Sunday was quite a day for good starting pitching. Thirteen different starters went at least seven innings and six pitchers who can make a case as a Cy Young contender pitched great en route to an eventual victory.
Here’s a statistical snapshot of what those pitchers did best.
Kershaw makes them chase
Los Angeles Dodgers starter Clayton Kershaw held the Washington Nationals to two runs and two hits in seven innings in Sunday’s sweep-completing win.
Kershaw made Nationals hitters chase his pitches. They swung at 22 of 50 thrown out of the strike zone. Kershaw’s 44 percent chase-rate was his highest in any start this season.
Nationals hitters were 0-for-9 against the pitches they chased, with six strikeouts.
They missed on nine of 18 swings they took against Kershaw’s curveball and slider.
What made NL All-Star starter Matt Harvey so good against the Philadelphia Phillies? Try this combo:
Good day for HR Hitters too
23 swings-and-misses, 1 shy of his career high set April 3, 2013 vs Padres
An average fastball of 97.4 mph (career-best)
Nine strikeouts with offspeed pitches (ties career-high)
Four strikeouts with his changeup (ties career-high)
Went to 2-0 count on only one hitter in seven innings
Harvey has owned the Phillies from the start of his career.
He’s yielded only four earned runs in 33 1/3 innings against them.
Locke’s key: shutting down righty bats
Pittsburgh Pirates starter Jeff Locke dropped his ERA to 2.11 with a six-inning effort in which he allowed one run and one hit in a win over the Cincinnati Reds that averted a Reds sweep.
Locke shut down the Reds right-handed hitters, holding them to 0-for-11 in this contest.
Righties are hitting .186 against Locke this season, the lowest of any of the 29 lefties who are currently qualified for the ERA title.
Wainwright handles Padres … again
Adam Wainwright beat the San Diego Padres, holding them to two runs over eight innings.
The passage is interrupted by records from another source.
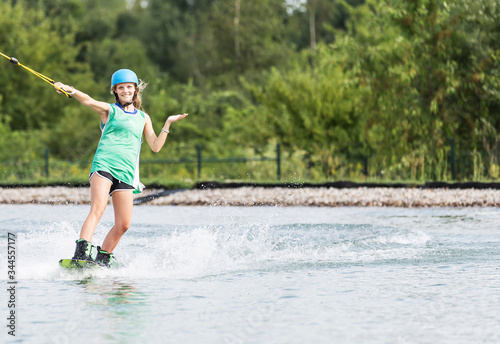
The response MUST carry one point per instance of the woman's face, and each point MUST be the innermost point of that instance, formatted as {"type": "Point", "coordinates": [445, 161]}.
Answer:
{"type": "Point", "coordinates": [125, 91]}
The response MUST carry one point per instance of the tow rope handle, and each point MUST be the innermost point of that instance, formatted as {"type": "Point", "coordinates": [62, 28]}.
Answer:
{"type": "Point", "coordinates": [41, 76]}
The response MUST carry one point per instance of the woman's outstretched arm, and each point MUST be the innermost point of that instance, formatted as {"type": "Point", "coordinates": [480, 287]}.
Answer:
{"type": "Point", "coordinates": [101, 108]}
{"type": "Point", "coordinates": [157, 142]}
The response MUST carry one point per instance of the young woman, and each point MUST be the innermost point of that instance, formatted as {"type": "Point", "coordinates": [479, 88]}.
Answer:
{"type": "Point", "coordinates": [115, 169]}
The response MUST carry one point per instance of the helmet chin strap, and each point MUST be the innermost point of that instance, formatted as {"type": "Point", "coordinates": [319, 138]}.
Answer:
{"type": "Point", "coordinates": [125, 104]}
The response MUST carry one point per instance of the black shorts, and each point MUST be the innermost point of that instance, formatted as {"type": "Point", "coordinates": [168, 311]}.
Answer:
{"type": "Point", "coordinates": [116, 185]}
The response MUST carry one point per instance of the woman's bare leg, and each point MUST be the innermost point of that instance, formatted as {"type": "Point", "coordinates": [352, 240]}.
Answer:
{"type": "Point", "coordinates": [99, 191]}
{"type": "Point", "coordinates": [122, 204]}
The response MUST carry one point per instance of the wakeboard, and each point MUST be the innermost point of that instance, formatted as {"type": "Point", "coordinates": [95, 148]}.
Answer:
{"type": "Point", "coordinates": [78, 264]}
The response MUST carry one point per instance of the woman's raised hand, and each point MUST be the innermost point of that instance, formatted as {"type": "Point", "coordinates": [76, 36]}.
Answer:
{"type": "Point", "coordinates": [175, 118]}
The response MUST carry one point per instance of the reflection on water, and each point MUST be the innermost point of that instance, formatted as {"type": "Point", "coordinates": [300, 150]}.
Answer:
{"type": "Point", "coordinates": [119, 304]}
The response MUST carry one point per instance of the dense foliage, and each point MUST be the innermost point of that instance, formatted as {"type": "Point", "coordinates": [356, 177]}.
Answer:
{"type": "Point", "coordinates": [394, 89]}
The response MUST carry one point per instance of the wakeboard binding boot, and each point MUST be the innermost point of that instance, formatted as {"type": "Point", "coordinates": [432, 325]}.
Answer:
{"type": "Point", "coordinates": [84, 250]}
{"type": "Point", "coordinates": [104, 258]}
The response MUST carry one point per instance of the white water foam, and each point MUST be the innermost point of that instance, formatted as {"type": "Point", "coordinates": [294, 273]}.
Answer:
{"type": "Point", "coordinates": [198, 251]}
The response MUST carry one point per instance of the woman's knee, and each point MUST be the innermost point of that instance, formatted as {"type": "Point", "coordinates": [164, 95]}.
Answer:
{"type": "Point", "coordinates": [122, 226]}
{"type": "Point", "coordinates": [97, 211]}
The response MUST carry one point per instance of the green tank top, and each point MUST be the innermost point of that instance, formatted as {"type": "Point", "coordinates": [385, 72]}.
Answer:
{"type": "Point", "coordinates": [120, 145]}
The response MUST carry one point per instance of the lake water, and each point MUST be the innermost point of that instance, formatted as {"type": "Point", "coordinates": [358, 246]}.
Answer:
{"type": "Point", "coordinates": [258, 275]}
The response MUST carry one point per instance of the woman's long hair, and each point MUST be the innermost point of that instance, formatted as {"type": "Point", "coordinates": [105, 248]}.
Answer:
{"type": "Point", "coordinates": [137, 100]}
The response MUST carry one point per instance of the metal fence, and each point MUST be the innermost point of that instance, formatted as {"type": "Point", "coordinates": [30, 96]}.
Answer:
{"type": "Point", "coordinates": [461, 161]}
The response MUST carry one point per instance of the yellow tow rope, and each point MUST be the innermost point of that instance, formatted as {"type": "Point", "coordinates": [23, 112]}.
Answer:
{"type": "Point", "coordinates": [41, 76]}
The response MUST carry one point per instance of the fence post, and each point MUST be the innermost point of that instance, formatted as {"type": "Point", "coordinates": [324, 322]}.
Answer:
{"type": "Point", "coordinates": [198, 159]}
{"type": "Point", "coordinates": [278, 160]}
{"type": "Point", "coordinates": [47, 162]}
{"type": "Point", "coordinates": [452, 144]}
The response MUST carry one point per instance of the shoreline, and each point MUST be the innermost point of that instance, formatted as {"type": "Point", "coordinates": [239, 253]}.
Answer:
{"type": "Point", "coordinates": [265, 196]}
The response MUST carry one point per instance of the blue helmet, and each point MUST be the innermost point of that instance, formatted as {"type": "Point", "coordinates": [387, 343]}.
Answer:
{"type": "Point", "coordinates": [124, 75]}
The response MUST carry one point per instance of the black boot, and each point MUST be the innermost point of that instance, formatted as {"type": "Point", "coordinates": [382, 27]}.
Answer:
{"type": "Point", "coordinates": [104, 258]}
{"type": "Point", "coordinates": [84, 250]}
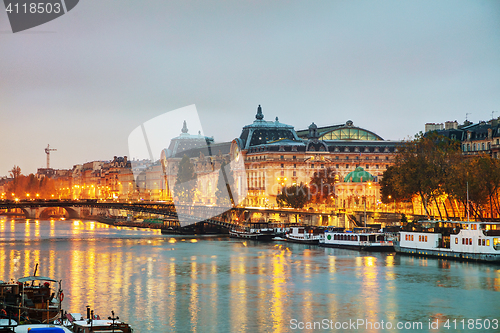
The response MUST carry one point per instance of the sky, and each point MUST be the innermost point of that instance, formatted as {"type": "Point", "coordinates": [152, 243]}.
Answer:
{"type": "Point", "coordinates": [86, 80]}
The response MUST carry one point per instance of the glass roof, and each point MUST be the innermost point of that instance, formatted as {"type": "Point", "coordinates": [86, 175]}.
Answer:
{"type": "Point", "coordinates": [350, 133]}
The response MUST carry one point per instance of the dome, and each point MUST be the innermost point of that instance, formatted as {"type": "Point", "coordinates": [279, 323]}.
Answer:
{"type": "Point", "coordinates": [358, 176]}
{"type": "Point", "coordinates": [265, 132]}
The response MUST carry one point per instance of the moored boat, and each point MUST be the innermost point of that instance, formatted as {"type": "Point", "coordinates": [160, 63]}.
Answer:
{"type": "Point", "coordinates": [77, 324]}
{"type": "Point", "coordinates": [31, 299]}
{"type": "Point", "coordinates": [253, 231]}
{"type": "Point", "coordinates": [305, 235]}
{"type": "Point", "coordinates": [357, 239]}
{"type": "Point", "coordinates": [477, 241]}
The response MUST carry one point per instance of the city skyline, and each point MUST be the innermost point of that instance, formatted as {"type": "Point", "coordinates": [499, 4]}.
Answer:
{"type": "Point", "coordinates": [83, 82]}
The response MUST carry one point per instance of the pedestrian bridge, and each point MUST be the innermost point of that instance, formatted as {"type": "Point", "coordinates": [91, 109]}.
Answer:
{"type": "Point", "coordinates": [79, 209]}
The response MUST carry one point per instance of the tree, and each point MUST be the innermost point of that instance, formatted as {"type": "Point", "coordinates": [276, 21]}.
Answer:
{"type": "Point", "coordinates": [421, 168]}
{"type": "Point", "coordinates": [185, 184]}
{"type": "Point", "coordinates": [295, 196]}
{"type": "Point", "coordinates": [322, 186]}
{"type": "Point", "coordinates": [224, 194]}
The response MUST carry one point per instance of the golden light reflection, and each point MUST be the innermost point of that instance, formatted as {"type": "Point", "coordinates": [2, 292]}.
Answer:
{"type": "Point", "coordinates": [52, 228]}
{"type": "Point", "coordinates": [172, 296]}
{"type": "Point", "coordinates": [194, 308]}
{"type": "Point", "coordinates": [238, 296]}
{"type": "Point", "coordinates": [27, 229]}
{"type": "Point", "coordinates": [278, 278]}
{"type": "Point", "coordinates": [37, 229]}
{"type": "Point", "coordinates": [12, 229]}
{"type": "Point", "coordinates": [370, 287]}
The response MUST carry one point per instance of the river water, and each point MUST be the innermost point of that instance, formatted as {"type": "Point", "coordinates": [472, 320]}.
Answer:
{"type": "Point", "coordinates": [161, 283]}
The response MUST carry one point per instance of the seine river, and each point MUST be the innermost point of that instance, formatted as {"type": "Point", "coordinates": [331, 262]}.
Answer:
{"type": "Point", "coordinates": [161, 283]}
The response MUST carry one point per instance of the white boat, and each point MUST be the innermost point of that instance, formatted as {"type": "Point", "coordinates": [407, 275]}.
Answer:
{"type": "Point", "coordinates": [254, 231]}
{"type": "Point", "coordinates": [305, 235]}
{"type": "Point", "coordinates": [77, 324]}
{"type": "Point", "coordinates": [358, 239]}
{"type": "Point", "coordinates": [41, 328]}
{"type": "Point", "coordinates": [478, 241]}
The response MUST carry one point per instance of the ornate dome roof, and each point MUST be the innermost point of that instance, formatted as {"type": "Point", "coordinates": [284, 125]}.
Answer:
{"type": "Point", "coordinates": [358, 176]}
{"type": "Point", "coordinates": [264, 132]}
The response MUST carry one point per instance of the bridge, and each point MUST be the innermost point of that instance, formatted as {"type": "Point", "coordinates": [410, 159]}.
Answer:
{"type": "Point", "coordinates": [187, 215]}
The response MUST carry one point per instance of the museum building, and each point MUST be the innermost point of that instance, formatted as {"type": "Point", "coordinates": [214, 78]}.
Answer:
{"type": "Point", "coordinates": [271, 155]}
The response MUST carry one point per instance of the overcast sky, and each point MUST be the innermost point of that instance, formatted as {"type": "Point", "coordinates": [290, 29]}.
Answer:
{"type": "Point", "coordinates": [83, 82]}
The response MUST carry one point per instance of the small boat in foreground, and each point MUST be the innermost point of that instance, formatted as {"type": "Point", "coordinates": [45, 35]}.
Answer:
{"type": "Point", "coordinates": [305, 235]}
{"type": "Point", "coordinates": [358, 239]}
{"type": "Point", "coordinates": [77, 324]}
{"type": "Point", "coordinates": [254, 231]}
{"type": "Point", "coordinates": [33, 298]}
{"type": "Point", "coordinates": [478, 241]}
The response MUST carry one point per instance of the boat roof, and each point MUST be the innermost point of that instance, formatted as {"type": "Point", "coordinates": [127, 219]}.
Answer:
{"type": "Point", "coordinates": [95, 322]}
{"type": "Point", "coordinates": [463, 222]}
{"type": "Point", "coordinates": [36, 278]}
{"type": "Point", "coordinates": [41, 328]}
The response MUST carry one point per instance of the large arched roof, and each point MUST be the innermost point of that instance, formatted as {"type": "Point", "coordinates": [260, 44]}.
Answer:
{"type": "Point", "coordinates": [344, 132]}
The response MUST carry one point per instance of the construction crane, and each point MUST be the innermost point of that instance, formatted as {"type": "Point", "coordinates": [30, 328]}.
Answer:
{"type": "Point", "coordinates": [47, 151]}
He’s now 5-2 against the Padres with a 1.47 ERA and 4-0 with an 0.84 ERA in four home starts against them.
Wainwright won without his best curveball/slider combo. He allowed six hits with those pitches, his most in any start in the five seasons for which we have pitch-performance data.
Wainwright has thrived recently because of his escapability. In his last six starts, he’s held opponents to a .161 batting average and .434 OPS with men on base.
Bartolo Colon threw his third shutout of the season, and his second since he turned 40 on May 24. In the past 25 seasons, only 3 other pitchers threw multiple shutouts in the same season after turning 40—Nolan Ryan (1989, 1990, 1991), Dennis Martinez (1995) and Randy Johnson (2004).
Colon won in his usual method, by spotting a fastball that he threw 101 times in 110 pitches and was tough to hit far. Colon induced 12 fly ball outs. In his last three starts, Colon has generated 23 fly balls. Of those, 22 have been caught.
Also consider this about Colon: His road ERA (2.54) is almost identical to his home ERA (2.50). Eighteen other ERA-title qualifiers have an ERA as good or better than Colon at home this season. But only seven have a road ERA as low as his.
Astros easy work for King Felix
Felix Hernandez pitched six scoreless innings in a win over the Houston Astros. Hernandez has a 1.54 ERA and 1.06 WHIP in his last five starts.
Like with Wainwright, Hernandez has found a way to escape tough situations. In his last five starts, opponents are 1-for-16 against him with multiple men on base, including 0-for-3 on Sunday.